2.5 Importance of DWI
The recent published ESUR guidelines (2021) for CC provide a central role of DWI sequences which are strictly recommended combined to T2-WI for a correct staging of CC and evaluation recurrence and response after therapy. (Manganaro et al., 2021)
Traditionally, Diffusion-Weighted Imaging (DWI) provides a qualitative assessment of malignant tumors with high cellular density. Therefore, the residual disease appears as an area of high signal, especially to high b-value, associated with lower ADC values compared to normal cervical stroma. DWI allows to distinguish the residual tumor from fibrosis, especially in the patients treated with radiotherapy, which on the contrary, presents low signal intensity at high b values and low signal intensity in ADC maps.
A recent multicenter prospective study found that DWI significantly increases the specificity of MRI in detecting local residual tumor compared to T2W imaging alone when assessing cervical cancer response after radiotherapy. (Ciulla et al., 2022)
Radiotherapy-induced fibrosis usually demonstrates low signal intensity on all sequences. However, in some cases, the signal intensity may be atypical and therefore it can be difficult to differentiate fibrosis from tumour. DWI is helpful in this scenario, as fibrosis does not demonstrate restricted diffusion. Post-contrast imaging is less useful as both fibrosis and tumour can demonstrate enhancement. (Shakur et al., 2023)
2.6 DCE-MRI
Regarding DCE-MRI, several studies found that poorly perfused presumably hypoxic tumors (low enhancement) had worse response to CRT, decreased locoregional control and reduced survival. There is no consensus on how to best analyse DCE-MRI and the standardization of the acquisition parameters and analysis remains a challenge. A recent study looking at the role of post-treatment DCE-MRI found that early avid enhancement of irradiated tumour compared to the myometrium was as a useful indicator of incomplete response; however, highly variable timing of post-treatment MRI limits conclusions. In light of these, the use of DCE-MR is considered optional with primary role lim ited to the research setting (Manganaro et al., 2021)
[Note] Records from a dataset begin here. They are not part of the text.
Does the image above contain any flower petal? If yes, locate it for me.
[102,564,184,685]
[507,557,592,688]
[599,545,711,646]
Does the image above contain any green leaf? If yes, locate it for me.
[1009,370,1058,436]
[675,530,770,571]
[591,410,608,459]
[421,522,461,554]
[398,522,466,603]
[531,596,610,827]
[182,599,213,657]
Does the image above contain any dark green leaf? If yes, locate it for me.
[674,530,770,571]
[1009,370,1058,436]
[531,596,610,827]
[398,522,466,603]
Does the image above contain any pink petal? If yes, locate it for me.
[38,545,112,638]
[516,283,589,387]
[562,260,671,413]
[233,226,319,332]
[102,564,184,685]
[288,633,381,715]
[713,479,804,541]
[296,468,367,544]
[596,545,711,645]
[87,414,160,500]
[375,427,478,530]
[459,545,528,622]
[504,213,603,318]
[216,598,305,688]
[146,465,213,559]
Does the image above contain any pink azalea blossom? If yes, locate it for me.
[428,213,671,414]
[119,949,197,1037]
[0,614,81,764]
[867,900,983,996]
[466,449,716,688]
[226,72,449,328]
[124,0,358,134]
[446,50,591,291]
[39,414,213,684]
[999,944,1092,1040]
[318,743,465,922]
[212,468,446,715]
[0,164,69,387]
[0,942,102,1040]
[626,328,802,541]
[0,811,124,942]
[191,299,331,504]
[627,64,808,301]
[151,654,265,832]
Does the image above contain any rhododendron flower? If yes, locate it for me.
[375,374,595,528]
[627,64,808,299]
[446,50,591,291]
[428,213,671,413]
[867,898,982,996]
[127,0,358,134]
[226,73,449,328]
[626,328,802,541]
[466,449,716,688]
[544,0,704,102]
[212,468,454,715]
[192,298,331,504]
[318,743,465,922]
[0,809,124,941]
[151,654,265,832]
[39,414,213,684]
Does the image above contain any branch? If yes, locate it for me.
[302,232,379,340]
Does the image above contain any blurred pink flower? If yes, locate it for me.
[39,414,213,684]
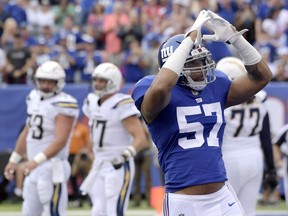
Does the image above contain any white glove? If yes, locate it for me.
[185,10,211,43]
[202,10,248,44]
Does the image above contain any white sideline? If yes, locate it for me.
[0,210,288,216]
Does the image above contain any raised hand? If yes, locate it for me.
[202,10,248,44]
[185,10,211,43]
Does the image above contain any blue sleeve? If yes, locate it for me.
[132,76,155,111]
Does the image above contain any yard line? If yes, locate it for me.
[0,210,288,216]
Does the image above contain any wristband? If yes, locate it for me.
[9,151,22,164]
[33,152,47,164]
[232,36,261,65]
[123,145,137,159]
[162,37,194,76]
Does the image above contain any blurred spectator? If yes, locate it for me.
[87,4,105,50]
[123,40,149,83]
[40,25,57,48]
[54,0,76,27]
[4,32,33,84]
[0,47,7,85]
[51,34,77,83]
[143,32,160,74]
[233,0,256,44]
[4,0,27,25]
[77,36,102,82]
[77,0,94,27]
[217,0,239,23]
[57,16,83,51]
[33,37,52,71]
[37,0,55,27]
[1,18,18,52]
[0,1,10,38]
[103,2,129,65]
[117,10,143,52]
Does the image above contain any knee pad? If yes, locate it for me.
[37,181,53,204]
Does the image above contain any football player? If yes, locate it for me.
[132,10,272,216]
[80,63,148,216]
[216,57,277,216]
[4,61,79,216]
[272,124,288,206]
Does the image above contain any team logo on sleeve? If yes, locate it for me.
[161,46,174,62]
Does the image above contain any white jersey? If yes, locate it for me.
[272,124,288,157]
[26,90,79,160]
[222,91,268,154]
[82,93,140,158]
[222,92,271,216]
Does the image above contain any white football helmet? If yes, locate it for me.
[216,57,247,80]
[158,34,216,91]
[35,61,66,98]
[92,62,122,98]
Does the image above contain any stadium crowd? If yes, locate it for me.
[0,0,288,84]
[0,0,288,213]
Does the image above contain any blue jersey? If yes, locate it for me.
[132,71,231,192]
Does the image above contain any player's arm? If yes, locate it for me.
[260,113,275,170]
[203,11,272,107]
[260,112,278,190]
[25,114,75,175]
[4,126,28,180]
[272,126,288,169]
[43,114,75,159]
[141,11,210,123]
[122,115,149,156]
Recurrent cervical cancer often appears as a nodular or irregular mass with intermediate-to-high signal intensity on T2-weighted imaging and diffusion restriction on DWI. On DCE-MRI, recurrence exhibits early enhancement and washout, reflecting increased vascularity and metabolic activity (Huang et al., 2022). Compared to fibrosis, recurrent tumors demonstrate lower apparent diffusion coefficient (ADC) values, indicating increased cellular density (Lakhman et al., 2021). Additionally, PET-MRI can improve detection of metabolically active recurrent disease by combining anatomical and functional imaging data.
Emerging imaging techniques are improving post-treatment surveillance in cervical cancer. Radiomics extracts quantitative imaging biomarkers to differentiate benign from malignant changes with greater accuracy (Xu et al., 2023). PET-MRI integrates metabolic and anatomical imaging to detect viable tumor cells with higher sensitivity than MRI alone. MR spectroscopy further characterizes tissue composition by analyzing metabolic profiles (Kim et al., 2022). These advancements enhance diagnostic confidence and reduce the need for invasive procedures.